Art. 7º As contas bancárias somente podem receber doações ou contribuições com identificação do respectivo número de inscrição no Cadastro de Pessoas Físicas (CPF) do doador ou contribuinte, ou no Cadastro Nacional de Pessoa Jurídica (CNPJ) no caso de recursos provenientes de outro partido político ou de candidatos.

Destaca-se que a indicação do CNPJ do próprio partido como sendo o doador dos recursos não supre a formalidade exigida pela normatização eleitoral, porquanto impossibilita a atuação fiscalizatória no tocante à real origem das receitas.

Por conseguinte, incide a obrigação de recolhimento ao Tesouro Nacional dos aludidos recursos.

No que se refere ao comprometimento da regularidade das contas, tendo em vista que as falhas apuradas, conjuntamente consideradas, totalizaram apenas 3,41% dos recursos recebidos pela agremiação (R$ 65.502,59), revela-se possível a aplicação dos postulados da razoabilidade e da proporcionalidade para conduzir à aprovação das contas com ressalvas, e não à sua desaprovação. Do mesmo modo, afastar a penalidade de suspensão de quotas do Fundo Partidário e a imposição de multa de até 20% da quantia considerada irregular.

Nesse sentido:

AGRAVOS. RECURSOS ESPECIAIS. PRESTAÇÃO DE CONTAS PARTIDÁRIAS. EXERCÍCIO DE 2012. DESAPROVAÇÃO. RECURSO DE FONTE VEDADA. RECOLHIMENTO AO TESOURO NACIONAL. VALOR IRRISÓRIO. SUSPENSÃO DE COTAS. FUNDO PARTIDÁRIO. PROPORCIONALIDADE. RAZOABILIDADE. PROVIMENTO DO RECURSO DO PARTIDO.

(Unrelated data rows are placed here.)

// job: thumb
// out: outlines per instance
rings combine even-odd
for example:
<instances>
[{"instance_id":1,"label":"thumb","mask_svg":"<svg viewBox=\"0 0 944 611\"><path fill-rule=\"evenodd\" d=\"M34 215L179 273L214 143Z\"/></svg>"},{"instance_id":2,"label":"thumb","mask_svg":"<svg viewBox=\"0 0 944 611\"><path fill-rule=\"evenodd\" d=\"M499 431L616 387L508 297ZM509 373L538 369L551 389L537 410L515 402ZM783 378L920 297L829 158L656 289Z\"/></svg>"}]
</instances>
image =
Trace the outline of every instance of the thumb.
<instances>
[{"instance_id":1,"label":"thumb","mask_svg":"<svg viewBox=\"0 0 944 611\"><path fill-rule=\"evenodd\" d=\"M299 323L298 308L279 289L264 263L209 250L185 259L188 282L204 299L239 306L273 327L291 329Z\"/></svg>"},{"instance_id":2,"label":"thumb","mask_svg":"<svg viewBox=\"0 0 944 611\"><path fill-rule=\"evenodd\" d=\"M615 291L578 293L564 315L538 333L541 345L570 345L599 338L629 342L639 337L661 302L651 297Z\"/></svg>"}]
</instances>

1. Autos recebidos no gabinete em 21/3/2017.

2. No caso, é possível aprovar com ressalvas as contas, em atenção aos princípios da razoabilidade e da proporcionalidade, pois a soma de valores das falhas constatadas - R$ 47.277,35 - corresponde a aproximadamente 6,5% da receita, não comprometendo o controle financeiro pela Justiça Eleitoral. Precedentes.

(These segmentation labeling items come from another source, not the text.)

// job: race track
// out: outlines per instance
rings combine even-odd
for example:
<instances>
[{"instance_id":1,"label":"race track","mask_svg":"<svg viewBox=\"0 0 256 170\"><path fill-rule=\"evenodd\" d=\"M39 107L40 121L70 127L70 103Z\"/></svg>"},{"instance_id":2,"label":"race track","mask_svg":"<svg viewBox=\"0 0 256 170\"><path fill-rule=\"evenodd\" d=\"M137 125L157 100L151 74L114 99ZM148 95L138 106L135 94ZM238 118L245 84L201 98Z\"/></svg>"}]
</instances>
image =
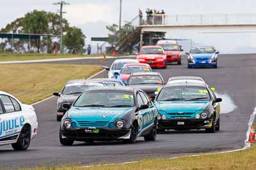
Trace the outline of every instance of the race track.
<instances>
[{"instance_id":1,"label":"race track","mask_svg":"<svg viewBox=\"0 0 256 170\"><path fill-rule=\"evenodd\" d=\"M109 66L113 59L79 60L54 63L98 64ZM221 55L218 69L187 69L182 65L169 65L166 69L156 69L166 81L174 76L199 76L221 96L230 97L237 106L229 113L221 115L221 130L215 134L204 131L170 131L158 134L156 141L145 142L143 138L136 144L122 142L76 143L63 146L58 139L60 122L56 121L56 97L35 105L38 118L38 135L29 149L15 152L11 146L0 147L0 165L4 167L89 165L137 160L148 157L174 157L195 153L230 150L244 147L248 122L255 107L256 55ZM107 71L97 77L106 77ZM225 98L226 99L226 97ZM225 110L234 106L223 103ZM224 110L223 110L224 111ZM225 112L225 111L224 111Z\"/></svg>"}]
</instances>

3. Recurso especial parcialmente provido para aprovar com ressalvas as contas. Prejudicado o recurso do Parquet.

(TSE - RESPE: 724220136210000 Porto Alegre/RS 67842016, Relator: Min. Antonio Herman De Vasconcellos E Benjamin, Data de Julgamento: 10.4.2017, Data de Publicação: DJE - Diário de Justiça Eletrônico - 02.5.2017 - Página 99-102.) (Grifei.)

 

AGRAVO NOS PRÓPRIOS AUTOS. RECURSO ESPECIAL. PRESTAÇÃO DE CONTAS. PARTIDO POLÍTICO. PDT. EXERCÍCIO FINANCEIRO DE 2014. DESAPROVAÇÃO. RECURSOS DE FONTE VEDADA. ART. 31, II, DA LEI Nº 9.096/95. AUTORIDADE PÚBLICA. OCUPANTES DE CARGO DE CHEFIA E DIREÇÃO. PRECEDENTES. PERCENTUAL DIMINUTO. PRINCÍPIOS DA PROPORCIONALIDADE E DA RAZOABILIDADE. APLICAÇÃO. APROVAÇÃO COM RESSALVA. DETERMINAÇÃO DE RECOLHIMENTO AO TESOURO NACIONAL MANTIDA. RECURSO ESPECIAL A QUE SE DÁ PARCIAL PROVIMENTO.

(TSE - AI: 865520156210000 Porto Alegre/RS 40712017, Relator: Min. Luiz Fux, Data de Julgamento: 03.10.2017, Data de Publicação: DJE - Diário de Justiça Eletrônico - 20.10.2017 - Página 77-81.)

 

RECURSO. PRESTAÇÃO DE CONTAS. PARTIDO POLÍTICO. EXERCÍCIO FINANCEIRO 2015. DOAÇÕES RECEBIDAS. DOAÇÃO DO DIRETÓRIO NACIONAL DO PARTIDO. REGULAR. DOAÇÃO ORIGEM NÃO IDENTIFICADA. AUSÊNCIA DE RECIBOS ELEITORAIS. RECOLHIMENTO AO TESOURO NACIONAL. APROVAÇÃO COM RESSALVAS. PROVIMENTO PARCIAL.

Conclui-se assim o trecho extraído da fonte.